For years, Wall Street ignored him. Gaming chips? Niche. Parallel computing? Academic. The AI winter lasted so long that most people forgot it was supposed to end.
But Jensen kept investing. He spent billions on R&D when the market told him to cut costs. He built CUDA — a software platform for GPU computing — when nobody was asking for it. He hired researchers when competitors were laying them off.
Then ChatGPT happened. And suddenly the entire world needed exactly what Jensen had spent 20 years building.
Here's what most people miss about his story: it wasn't vision. It was conviction. He didn't predict AI would explode in 2023. He just believed in the technology deeply enough to keep building through every winter.
The business lesson is uncomfortable but real: sometimes the market isn't wrong about today.
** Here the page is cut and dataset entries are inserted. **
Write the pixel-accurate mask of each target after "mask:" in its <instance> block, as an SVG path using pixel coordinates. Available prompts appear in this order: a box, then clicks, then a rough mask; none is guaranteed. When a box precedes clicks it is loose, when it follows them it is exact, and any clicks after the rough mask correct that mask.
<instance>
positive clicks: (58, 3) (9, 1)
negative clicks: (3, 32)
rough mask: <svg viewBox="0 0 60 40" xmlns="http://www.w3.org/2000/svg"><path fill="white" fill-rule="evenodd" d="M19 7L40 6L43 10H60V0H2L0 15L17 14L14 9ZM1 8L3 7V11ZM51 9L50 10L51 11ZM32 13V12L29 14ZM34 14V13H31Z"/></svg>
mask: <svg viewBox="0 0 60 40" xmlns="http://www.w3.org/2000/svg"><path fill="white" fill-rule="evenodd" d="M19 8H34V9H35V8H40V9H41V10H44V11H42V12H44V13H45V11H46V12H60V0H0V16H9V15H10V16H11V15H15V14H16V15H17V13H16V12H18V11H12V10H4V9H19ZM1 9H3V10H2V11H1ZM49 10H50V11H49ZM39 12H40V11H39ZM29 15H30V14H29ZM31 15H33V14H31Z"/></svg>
It's wrong about tomorrow. And the only way to be ready for tomorrow is to invest when today says you shouldn't.
Jensen still wears his leather jacket to every keynote. I think that's intentional. It's a reminder — the person on stage built this from a place most people would never expect.
I couldn't invest billions like Jensen. But from the very first day I started my company, every time I brought on a new team member, I told them the same thing: the era of face payment is coming. Join me and let's build it together.
We didn't end up launching a face payment service on the front end. But we became the ones providing it behind the scenes.
And now, our mission is global face payment integration — something we've been preparing for yesterday, today, and tomorrow.
Conviction doesn't require a massive budget. It requires showing up every day for the thing you believe in — even when nobody else sees it yet.